I was at school this morning with the Breakfast Club (that's my name for the group of teachers who go in and finish working on Sunday morning at my school every week), and I went into a fifth grade teacher's room. We were talking about teaching prefixes, suffixes, and root words. I showed her a graphic organizer I use with a tree and she had never seen it. (I'll put a picture if anyone wants to steal it.) It made me think, though, about how many other great things are out there that we don't know that other people do.



I wish that we all watched each other like surgeons. In teaching, though, at least for me, we are a lot more skeptical when someone enters the room while we are teaching and they're just there to watch. We feel like they are there to judge us.

2.) We ought to have a residency.

Student teaching is kind of like an internship, and it does help.

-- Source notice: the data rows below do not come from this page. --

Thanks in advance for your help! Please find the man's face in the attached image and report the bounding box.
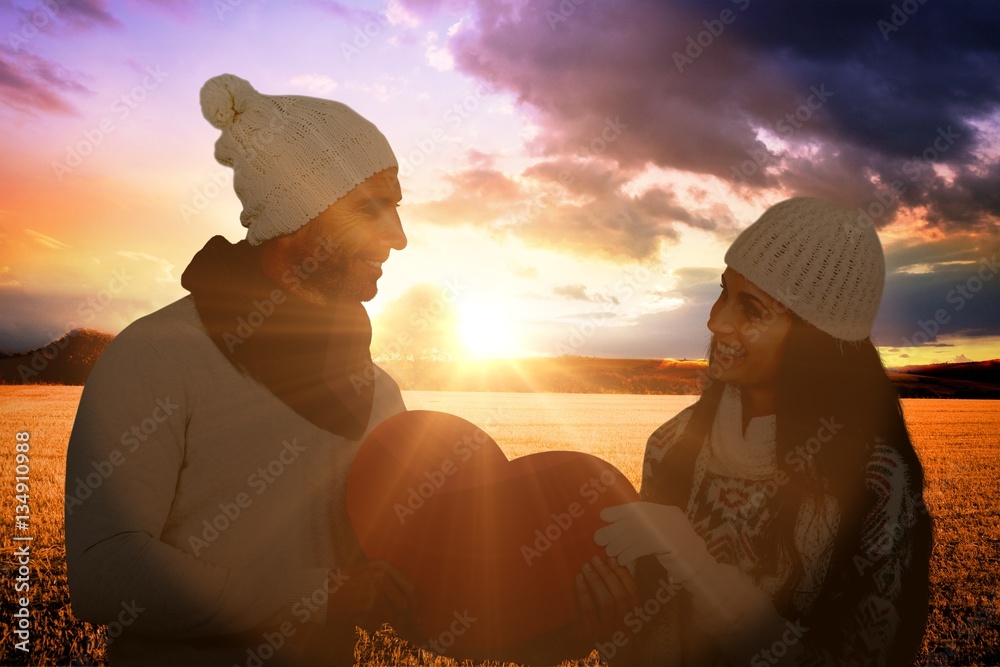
[262,168,406,304]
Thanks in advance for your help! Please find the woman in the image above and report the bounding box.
[575,197,933,666]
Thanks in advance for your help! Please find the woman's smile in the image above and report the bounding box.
[714,340,747,361]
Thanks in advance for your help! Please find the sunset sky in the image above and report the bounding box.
[1,0,998,365]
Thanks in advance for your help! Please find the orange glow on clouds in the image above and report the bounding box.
[0,1,996,364]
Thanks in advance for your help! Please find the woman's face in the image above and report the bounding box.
[706,268,794,388]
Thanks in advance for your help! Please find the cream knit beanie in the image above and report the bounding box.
[723,197,885,342]
[199,73,398,245]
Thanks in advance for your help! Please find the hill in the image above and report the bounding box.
[1,329,996,397]
[888,359,1000,399]
[382,356,1000,398]
[0,329,115,385]
[378,356,710,394]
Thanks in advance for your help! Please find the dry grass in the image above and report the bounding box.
[0,387,997,665]
[899,400,1000,666]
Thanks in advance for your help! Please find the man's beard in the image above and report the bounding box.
[312,266,377,303]
[299,228,377,303]
[309,248,377,303]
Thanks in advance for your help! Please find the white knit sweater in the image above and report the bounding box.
[64,296,406,666]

I think, though, that those early years of teaching would be much better if they were like a residency. I really wonder how it is going to work for new teachers when "teacher accountability" cracks down even more. When there is no learning period, how do you become proficient? That issue is close to my heart because when I first started teaching I was certainly labeled by my administrator as a bad teacher. I was told that "the kids don't deserve to have you as a teacher;" maybe that was true. I definitely had a couple of years where I learned a lot and made mistakes, but I almost quit because no one was giving me time to learn. Maybe I should have had a couple of years where I had a lesser role and learned before being on my own. Now, I can look back and see what things I did wrong, but I can't fault the twenty two year old rookie because I had so much responsibility with very little support or prep.

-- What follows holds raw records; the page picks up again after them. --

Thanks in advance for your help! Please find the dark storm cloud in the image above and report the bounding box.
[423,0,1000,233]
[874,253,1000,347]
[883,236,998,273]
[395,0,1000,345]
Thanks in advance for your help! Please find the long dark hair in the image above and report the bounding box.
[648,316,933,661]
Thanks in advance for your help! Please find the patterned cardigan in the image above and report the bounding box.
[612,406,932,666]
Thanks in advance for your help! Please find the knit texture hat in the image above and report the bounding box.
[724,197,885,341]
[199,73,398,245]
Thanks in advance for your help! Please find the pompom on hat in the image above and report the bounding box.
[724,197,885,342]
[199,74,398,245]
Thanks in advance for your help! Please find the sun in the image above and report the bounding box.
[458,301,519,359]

3.) We should all have sex in supply closets to relieve stress.

Okay, not really. I imagine that this doesn't actually occur on real surgical floors, but it does on Grey's Anatomy. There would be actually a lot of problems with this in a school. I mean, the male to female ratio is very off. Supply closets are really small.

4 comments:

Joan said...

This is a really great post. I am stealing your tree, ok?

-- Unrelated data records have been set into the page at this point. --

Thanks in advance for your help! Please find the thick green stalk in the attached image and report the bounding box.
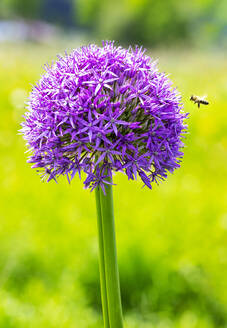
[96,179,124,328]
[95,188,110,328]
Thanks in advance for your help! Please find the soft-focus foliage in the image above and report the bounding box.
[0,0,41,19]
[76,0,227,47]
[0,43,227,328]
[0,0,227,46]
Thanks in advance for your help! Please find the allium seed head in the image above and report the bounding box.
[21,41,188,192]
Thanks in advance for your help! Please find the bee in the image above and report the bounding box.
[190,95,209,108]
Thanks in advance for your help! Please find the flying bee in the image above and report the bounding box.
[190,95,209,108]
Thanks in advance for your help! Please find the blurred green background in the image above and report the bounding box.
[0,1,227,327]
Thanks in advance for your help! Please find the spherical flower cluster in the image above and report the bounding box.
[21,41,188,192]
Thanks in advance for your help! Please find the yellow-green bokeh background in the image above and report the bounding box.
[0,25,227,328]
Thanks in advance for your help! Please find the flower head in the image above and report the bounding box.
[21,41,188,191]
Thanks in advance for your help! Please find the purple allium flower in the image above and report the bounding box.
[21,41,188,192]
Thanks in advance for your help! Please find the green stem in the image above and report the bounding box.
[95,178,124,328]
[95,188,110,328]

I wish we did have more on the job training, but once they are paying you they want you responsible for a classroom. I had no, none, zilch, on the job training. I worked like a dog and pestered the crap out of other teachers who, thankfully, put up with me.

ms.understood said...

Steal away.
One thing I've done with that organizer is to print out tons of words with prefixes and suffixes and cut the words apart. I print out trees and have the kids physically cut apart the word and fill in the graphic organizer. I find it helps make this subject more tactile.

kayenta said...

I proposed a "Personal Professional Development Plan" this year and got it approved. I get to have 7 hours of my class covered on various days. I get to use that time to go into 3rd and 5th grade rooms to watch other teachers teach reading and math. I've been teaching for 20 years, and I love learning new stuff. Some of the teachers are a bit skeptical. But I just want to see what they are doing.

rachelheather said...

1. Yes, I have weekends like that. Quite frequently.